Sayed Kamal Negm, chair of the ECA, said that the new law sought to facilitate the process of finalising official procedures for importers and exporters. The bill includes simpler, less time-consuming, and less-costly procedures for releasing cargos.

One source working in a family import-export business and preferring to remain anonymous told Al-Ahram Weekly that the changes were urgently needed.

“It takes almost a month to finalise the procedures required for releasing a container. The inspection process is also very complicated and time-consuming,” he said. Throughout this process, companies pay fees for the space taken up by their goods at the port if they are there for longer than 21 days. “The fees are paid in US dollars, not Egyptian pounds,” the source added.

These factors play a role in increasing the cost of goods, he said.

The new draft law stipulates that importers and exporters will have to present six documents, as opposed to 11 in the existing law, to the ECA to finalise procedures. Scanned documents may be admissible under the new law as opposed to hard copies.

Negm said that 87 X-ray devices had been installed at several customs sites and by the end of this year 100 other devices would be available for use. This would make the process of inspecting imported and exported cargos easier, he said.

“The new law will be beneficial for the manufacturing and investment sectors in Egypt and will help Egypt to improve its classification globally, as established by the World Bank,” Negm said.

The ECA is currently examining means of reducing the time taken to release a cargo to three days, starting from its date of inspection, as opposed to 26 days currently, Negm noted.

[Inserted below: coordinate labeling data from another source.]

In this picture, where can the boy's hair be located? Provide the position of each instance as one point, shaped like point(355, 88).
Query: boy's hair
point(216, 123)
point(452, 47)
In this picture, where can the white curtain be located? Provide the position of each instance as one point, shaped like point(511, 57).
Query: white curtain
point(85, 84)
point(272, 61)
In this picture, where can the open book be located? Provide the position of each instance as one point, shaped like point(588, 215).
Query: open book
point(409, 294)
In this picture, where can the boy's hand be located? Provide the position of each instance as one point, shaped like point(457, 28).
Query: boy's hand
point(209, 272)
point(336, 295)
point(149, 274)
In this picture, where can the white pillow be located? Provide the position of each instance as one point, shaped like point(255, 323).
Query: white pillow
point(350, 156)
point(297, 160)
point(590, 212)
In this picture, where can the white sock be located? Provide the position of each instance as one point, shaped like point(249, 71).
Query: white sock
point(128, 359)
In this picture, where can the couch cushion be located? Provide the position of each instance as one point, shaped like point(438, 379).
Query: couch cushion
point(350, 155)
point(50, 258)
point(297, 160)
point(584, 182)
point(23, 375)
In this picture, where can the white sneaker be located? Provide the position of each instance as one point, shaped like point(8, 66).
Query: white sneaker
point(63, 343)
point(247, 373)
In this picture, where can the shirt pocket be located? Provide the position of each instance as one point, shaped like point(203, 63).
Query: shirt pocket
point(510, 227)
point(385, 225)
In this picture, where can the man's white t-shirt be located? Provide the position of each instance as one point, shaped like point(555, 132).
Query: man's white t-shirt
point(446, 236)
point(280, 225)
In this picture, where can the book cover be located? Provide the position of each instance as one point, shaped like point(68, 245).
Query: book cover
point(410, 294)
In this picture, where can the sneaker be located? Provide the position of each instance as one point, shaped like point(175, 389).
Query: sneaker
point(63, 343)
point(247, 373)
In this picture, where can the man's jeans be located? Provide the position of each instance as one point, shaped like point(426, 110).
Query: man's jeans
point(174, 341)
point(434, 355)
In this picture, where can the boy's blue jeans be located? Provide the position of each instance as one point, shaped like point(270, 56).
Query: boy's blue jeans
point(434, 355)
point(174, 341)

He also spoke of a “white list” of importers whose goods would be cleared without passing through full procedures. The white list system began last November and encompasses companies that have a track record of good conduct. So far, applications from 52 companies to join the list are being reviewed, and more are being accepted.

Talk of amendments to the customs law first surfaced in August 2019, when the Finance Ministry spoke about amendments made to the executive regulations and the customs system as a whole.

“Tax and fees assessment for commodities will be determined according to Article 7 of the General Agreement on Tariffs and Trade (GATT), and the new amendments aim to unify customs assessment systems for commodities that are transferred in the transit system and to curb the misuse of facilities introduced in this regard,” the ministry said in a statement.

Prime Minister Mustafa Madbouli decided in December to establish one or more permanent joint committees at every customs port to ease release procedures.

The ECA, the General Organisation for Import and Export Control (GOEIC), the Egyptian Food Safety Authority, the authorities for agricultural and veterinary quarantining, and other institutions will be involved in these committees.

They will develop mechanisms and timetables for opening containers or packages and produce reports on inspection and control processes.

Ahmed Shiha, a member of the Importers Division at the Cairo Chamber of Commerce, told the Weekly that the new law was “definitely a good step” forward.

“Every minute you spend with customs means money. Business owners currently spend at least a month to release their containers,” he said.

Shiha said that it would take some time to see the impact of the new law on foreign investment in Egypt. “Foreign investors first need to see how the new law is improving business conditions in Egypt,” he explained.

The new customs law stipulates that all the paperwork related to customs should be finalised before the arrival of containers. This should mean that products can be released promptly and at lower cost once they arrive in the ports.

*A version of this article appears in print in the 30 January, 2020 edition of Al-Ahram Weekly.